Friday, February 14, 2014

Holy homemade bacon

This is one of those times when you try something and you really, truly know you will never, ever go back to the way it was.

We cured our fresh pork belly last week with sugar, blackstrap molasses, salt and pepper, following this recipe, and just cooked some up this morning. Wow. It was so delicious. We were planning on smoking the slabs, but have decided against it because it is just too darn good. This stuff won't be for sale, friends... we are keeping it for special dinners (like tonight's V-Day homemade pizza-by-the-fire), lazy Sunday mornings, and maybe a lucky Supper Club or two.

Thursday, February 6, 2014

Rendering

With 20 pounds of leaf lard in our freezer from our pigs, I decided to render the lard. Leaf lard is, at room temperature, very soft and oily, almost spreadable. But there is still a bit of muscle in there, so it has to be rendered at a low heat to be able to strain out impurities. So I chopped about 3 pounds up, put it in a baking dish, and baked it at 300 for a little less than 2 hours, following a simple "recipe" from Flying Pigs Farm. I strained the lard into ice cube trays for freezing and some into the small mason jar that is ready to use tonight for sauteeing vegetables, making pie crust, roasting potatoes, frying an egg, or for pretty much any other dish you'd use bacon fat in.

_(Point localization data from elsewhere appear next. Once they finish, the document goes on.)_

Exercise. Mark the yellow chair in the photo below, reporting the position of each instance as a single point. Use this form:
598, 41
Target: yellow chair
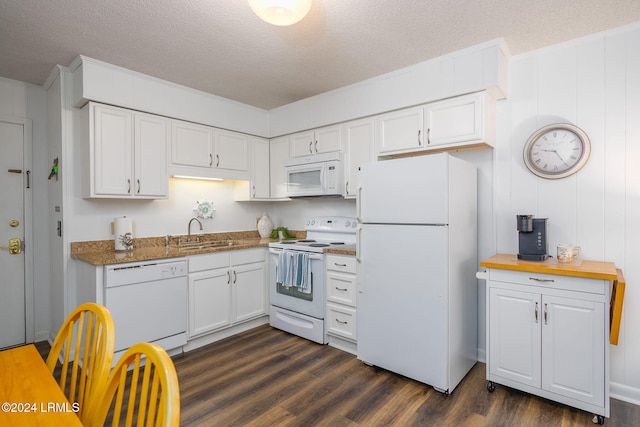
84, 347
152, 398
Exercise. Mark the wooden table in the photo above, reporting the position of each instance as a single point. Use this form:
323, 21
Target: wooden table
29, 394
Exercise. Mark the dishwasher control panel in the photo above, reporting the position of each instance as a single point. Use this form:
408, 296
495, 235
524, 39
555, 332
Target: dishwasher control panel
146, 271
173, 270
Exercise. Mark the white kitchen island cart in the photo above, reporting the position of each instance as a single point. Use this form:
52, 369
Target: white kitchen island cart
548, 328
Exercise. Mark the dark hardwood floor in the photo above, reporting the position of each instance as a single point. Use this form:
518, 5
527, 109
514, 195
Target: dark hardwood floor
266, 377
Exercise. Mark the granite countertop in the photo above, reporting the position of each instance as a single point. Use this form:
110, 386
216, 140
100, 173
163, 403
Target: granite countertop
102, 252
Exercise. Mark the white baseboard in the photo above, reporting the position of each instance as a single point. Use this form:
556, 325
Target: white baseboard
625, 393
43, 336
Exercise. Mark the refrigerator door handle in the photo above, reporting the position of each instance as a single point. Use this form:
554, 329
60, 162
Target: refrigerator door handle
359, 285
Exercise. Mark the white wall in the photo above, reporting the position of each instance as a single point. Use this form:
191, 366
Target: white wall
26, 101
594, 83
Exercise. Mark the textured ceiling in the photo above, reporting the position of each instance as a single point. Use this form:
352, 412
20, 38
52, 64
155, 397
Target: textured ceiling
221, 47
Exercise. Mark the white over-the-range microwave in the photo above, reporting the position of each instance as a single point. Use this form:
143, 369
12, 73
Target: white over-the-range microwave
315, 176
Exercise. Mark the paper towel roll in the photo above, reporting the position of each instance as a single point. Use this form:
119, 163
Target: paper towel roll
123, 225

We'll offer some to our pork customers - save money by not having to buy butter, which goes for about $5 per pound for organic unsalted (and, believe me, doesn't cook up savory dishes as flavorfully).


Tuesday, February 4, 2014

Your not-so-standard Super Bowl fare

So, it was an underwhelming Super Bowl game on Sunday.

But we spiced it up with some non-traditional tastes. Making room in our chest freezers for all of our delicious pork, we thawed out 40 chicken feet and one pig's tail. Think: "buffalo chicken feet" and "brined, braised, broiled tail."

It was a lot of work. Chicken feet: clean, clip off claws, boil for an hour, bake to dry out, deep fry and toss in buffalo chicken sauce. Tail: brine for 24 hours, braise for 3 hours, rest for 8 hours, broil for 30 minutes.

And it didn't taste all that great. But it was so worth the adventure (and the extra square foot of freezer space).